Neo-Integralists vs. National Conservatives

Neo-Integralists vs. National Conservatives April 20, 2022

The Donald Trump phenomenon has led to the ascendancy of a new kind of conservatism.  Instead of the old Reaganite conservatism committed to individual freedom, market economics, and anti-communism, the new Trumpist conservatism focuses on restoring American culture, protecting the border and the American economy, and opposing the progressive assault on traditional values in the name of “the common good.”

This shift in conservative ideology can be found not only in the populist uprising against the progressive establishment but in a new breed of conservative intellectuals who have been proposing a “post-liberal” political order.

I have been blogging about this (for example, here and here), but I invite your consideration of an excellent treatment of the subject in Religion & Liberty from the Acton Institute, a free market think tank.  Political Science professor James M. Patterson from Ave Maria College (a conservative Catholic school) has written An Awkward Alliance: Neo-Integralism and National Conservatism.

He gives a useful survey of the rise of these ideas, with special reference to the “integralists,” his fellow conservative Catholics who would like to restore something like the medieval social order under the authority of the Church, and the “post-liberals” who want to build a non-democratic, neo-authoritarian kind of government.  He then critiques them from the point of view of a Ronald Reagan brand of conservatism.

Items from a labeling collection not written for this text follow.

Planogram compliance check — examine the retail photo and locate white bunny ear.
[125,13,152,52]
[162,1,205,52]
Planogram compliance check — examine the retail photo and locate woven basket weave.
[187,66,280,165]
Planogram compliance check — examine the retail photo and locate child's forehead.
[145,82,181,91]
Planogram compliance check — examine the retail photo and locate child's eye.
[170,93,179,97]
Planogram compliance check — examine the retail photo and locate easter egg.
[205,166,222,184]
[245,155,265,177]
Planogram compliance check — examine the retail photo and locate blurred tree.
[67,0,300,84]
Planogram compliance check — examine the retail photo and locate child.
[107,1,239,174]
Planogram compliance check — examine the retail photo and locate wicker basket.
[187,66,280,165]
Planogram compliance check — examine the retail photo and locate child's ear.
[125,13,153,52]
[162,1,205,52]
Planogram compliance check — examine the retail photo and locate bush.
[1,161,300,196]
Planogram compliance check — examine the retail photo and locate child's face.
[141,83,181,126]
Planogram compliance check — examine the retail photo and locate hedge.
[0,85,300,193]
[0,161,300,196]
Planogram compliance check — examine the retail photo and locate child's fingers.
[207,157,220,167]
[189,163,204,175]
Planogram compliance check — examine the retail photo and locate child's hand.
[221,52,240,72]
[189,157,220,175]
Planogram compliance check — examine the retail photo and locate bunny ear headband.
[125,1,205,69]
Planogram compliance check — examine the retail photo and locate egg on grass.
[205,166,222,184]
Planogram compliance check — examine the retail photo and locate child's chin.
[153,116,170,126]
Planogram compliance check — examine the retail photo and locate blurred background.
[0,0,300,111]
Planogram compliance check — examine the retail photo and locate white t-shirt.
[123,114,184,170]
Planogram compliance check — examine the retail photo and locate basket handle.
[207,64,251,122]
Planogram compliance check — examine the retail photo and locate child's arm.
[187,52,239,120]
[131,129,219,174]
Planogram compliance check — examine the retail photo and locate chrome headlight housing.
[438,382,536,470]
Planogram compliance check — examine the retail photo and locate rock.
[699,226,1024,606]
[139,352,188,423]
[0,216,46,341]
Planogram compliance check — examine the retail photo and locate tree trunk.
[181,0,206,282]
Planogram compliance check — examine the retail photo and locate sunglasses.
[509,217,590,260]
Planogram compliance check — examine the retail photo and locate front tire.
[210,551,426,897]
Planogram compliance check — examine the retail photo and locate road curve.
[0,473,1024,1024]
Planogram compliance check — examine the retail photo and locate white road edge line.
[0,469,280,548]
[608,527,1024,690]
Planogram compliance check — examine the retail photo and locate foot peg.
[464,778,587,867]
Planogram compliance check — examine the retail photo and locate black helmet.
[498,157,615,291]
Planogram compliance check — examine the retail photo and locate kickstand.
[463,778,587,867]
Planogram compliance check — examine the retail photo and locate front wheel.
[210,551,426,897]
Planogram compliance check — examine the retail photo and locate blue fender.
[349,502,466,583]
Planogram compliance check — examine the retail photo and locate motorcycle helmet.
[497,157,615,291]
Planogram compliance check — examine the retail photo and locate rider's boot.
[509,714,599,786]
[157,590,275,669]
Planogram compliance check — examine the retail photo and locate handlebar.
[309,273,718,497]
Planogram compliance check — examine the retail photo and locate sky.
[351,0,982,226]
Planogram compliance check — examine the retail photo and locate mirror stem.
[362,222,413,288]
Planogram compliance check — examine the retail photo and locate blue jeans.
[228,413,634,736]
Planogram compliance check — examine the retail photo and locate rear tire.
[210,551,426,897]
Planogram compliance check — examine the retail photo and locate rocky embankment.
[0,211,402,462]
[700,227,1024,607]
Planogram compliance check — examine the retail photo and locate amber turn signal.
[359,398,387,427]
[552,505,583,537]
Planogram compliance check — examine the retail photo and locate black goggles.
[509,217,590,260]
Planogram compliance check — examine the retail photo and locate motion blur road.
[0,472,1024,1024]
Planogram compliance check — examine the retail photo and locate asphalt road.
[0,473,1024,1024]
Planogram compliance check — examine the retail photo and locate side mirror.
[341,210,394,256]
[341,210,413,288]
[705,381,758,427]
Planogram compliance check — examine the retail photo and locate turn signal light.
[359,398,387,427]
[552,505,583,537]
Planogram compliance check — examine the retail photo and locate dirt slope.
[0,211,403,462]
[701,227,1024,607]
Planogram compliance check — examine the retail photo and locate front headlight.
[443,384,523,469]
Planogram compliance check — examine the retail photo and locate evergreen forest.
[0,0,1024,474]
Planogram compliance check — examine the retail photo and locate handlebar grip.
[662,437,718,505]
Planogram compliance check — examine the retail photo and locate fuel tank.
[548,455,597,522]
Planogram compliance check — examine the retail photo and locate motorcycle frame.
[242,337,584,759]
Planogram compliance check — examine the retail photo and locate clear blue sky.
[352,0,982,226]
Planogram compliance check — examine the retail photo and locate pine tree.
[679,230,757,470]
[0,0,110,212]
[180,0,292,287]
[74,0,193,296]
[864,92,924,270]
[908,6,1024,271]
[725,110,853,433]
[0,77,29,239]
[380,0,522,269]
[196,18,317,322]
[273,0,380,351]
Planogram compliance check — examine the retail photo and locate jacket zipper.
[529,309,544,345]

He points out that, although the intellectual Integralists and the more populist Conservative Nationalists are allies in their strong support for Donald Trump, their ideas are not really compatible.  The “post-liberal” thinkers who are foundational to the new movements are European, reacting against the radicalism of the French Revolution to defend the aristocratic social order and the social authority of the Roman Catholic church.  As Patterson points out, “the United States did not have even the historical memory of an aristocratic class and church hierarchy as sources of social order. Their imposition would be something entirely new, not a ”return to tradition.”

Those who want to return to the specifically American tradition–that is, the Nationalists–will need to embrace democracy, individual rights, liberty, and adherence to the U.S. Constitution.

Patterson also points out how the prominent integralists are in favor of immigration–as long as the immigrants are Catholics–hold up China as a model of the kind of society they have in mind, with its capitalism under state control and its “’superior’ natural virtue in a restored Confucian culture over America’s ‘liberal’ one.”

Integralism is not really nationalistic at all.  Patterson quotes a prominent integralist on the faculty of Harvard Law School:

Vermeule has stated that he is not nationalist, “except in the very qualified, non-ideal and second-best sense that nationalism may be a temporary expedient born of necessity, in opposition to an overbearing transnational liberal order.” Indeed, he has endorsed a kind of “world government” under a Vatican-approved state.

Which brings up another facet that Patterson doesn’t get into explicitly, that the kind of Christianity that has shaped American culture is Protestantism.  There is room for Catholicism and other religions, thanks to the Protestant principle of religious liberty, but Americans as a whole are highly unlikely to submit to the temporal authority of the Pope.

I would say that I agree with many of the goals of the new conservatives, but restoring American culture and traditional American values will mean precisely restoring American freedom, self-government, and Constitutionalism.